Not only did many patients with COVID-19 experience heart injuries, but patients with abnormalities on cardiac ultrasound scans were also much more likely to experience worse outcomes, including death, mechanical ventilation, or admission to the intensive care unit (ICU).

"This is one of the first studies to provide detailed echocardiographic and electrocardiographic data in hospitalized patients with COVID-19 and laboratory evidence of myocardial injury," stated lead author Dr. Gennaro Giustino, a cardiology fellow at Mount Sinai Hospital in New York City.
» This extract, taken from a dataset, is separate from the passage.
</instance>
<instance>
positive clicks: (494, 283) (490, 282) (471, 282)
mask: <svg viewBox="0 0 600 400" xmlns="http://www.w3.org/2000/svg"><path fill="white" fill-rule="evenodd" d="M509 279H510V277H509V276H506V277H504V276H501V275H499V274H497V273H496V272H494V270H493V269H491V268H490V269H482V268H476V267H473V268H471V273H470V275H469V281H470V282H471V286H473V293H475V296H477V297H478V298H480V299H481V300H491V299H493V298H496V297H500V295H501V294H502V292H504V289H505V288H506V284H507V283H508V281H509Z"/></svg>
Prior research has documented evidence of heart injury in people with COVID-19, but the mechanisms behind the cause of cardiac damage is not well understood. This is partially because of the intrinsic challenges of conducting safe, comprehensive scans during a pandemic.

The new study sought to shed light on heart injury in patients with COVID-19 through pathology, electrocardiogram (ECG), and data from transthoracic echocardiographic (TTE) exams. It included 305 patients hospitalized with the novel coronavirus at seven hospitals in New York City and Italy.

About two-thirds of the patients had biomarker evidence of myocardial injury, defined as elevated cardiac troponin levels. In statistical analysis, almost all echocardiographic characteristics were significantly associated with high serum troponin.

The TTE exams identified a wide range of cardiac abnormalities, including some linked to heart attack and heart failure. Right ventricular dysfunction was the most common abnormality experienced among patients with myocardial injury and COVID-19, followed by left ventricular dysfunction and left ventricular global dysfunction.

Patients with TTE and high troponin levels also had worse outcomes than those with normal echocardiographic findings. During the study period, 31% of patients with myocardial injury and echocardiographic abnormalities died, compared with 21% of patients with myocardial injuries but no echographic abnormalities and 5% of patients with normal troponin levels.

Furthermore, mortality levels remained increased for patients with myocardial injury and echocardiographic abnormalities, even after adjusting for all other major COVID-19 complications. The authors concluded that TTE findings in patients with troponin-positive COVID-19 syndromes provide useful prognostic information.

Types of echocardiographic abnormalities in patients with COVID-19 and myocardial injury. Image courtesy of Mount Sinai Health System.Types of echocardiographic abnormalities in patients with COVID-19 and myocardial injury. Image courtesy of Mount Sinai Health System.

The study confirmed that COVID-19 can result in broad cardiovascular damage, although it's still unknown whether this occurs directly or indirectly as a result of the infection. Mechanisms behind heart injury could include cytokine-mediated myocardial damage, oxygen supply-demand imbalance, vascular thrombosis, and direct viral invasion.

It's important to note that the authors didn't use a systematic basis to select which patients to perform TTE, so only patients at increased cardiac risk may have undergone echocardiograms. It's also unknown what the lasting effects of these heart abnormalities may be, noted corresponding author Dr. Martin Goldman, from the Icahn School of Medicine at Mount Sinai.

"Because this is a new disease, we plan on following these patients closely using imaging to evaluate the evolution and hopefully resolution of these cardiac issues," stated Goldman.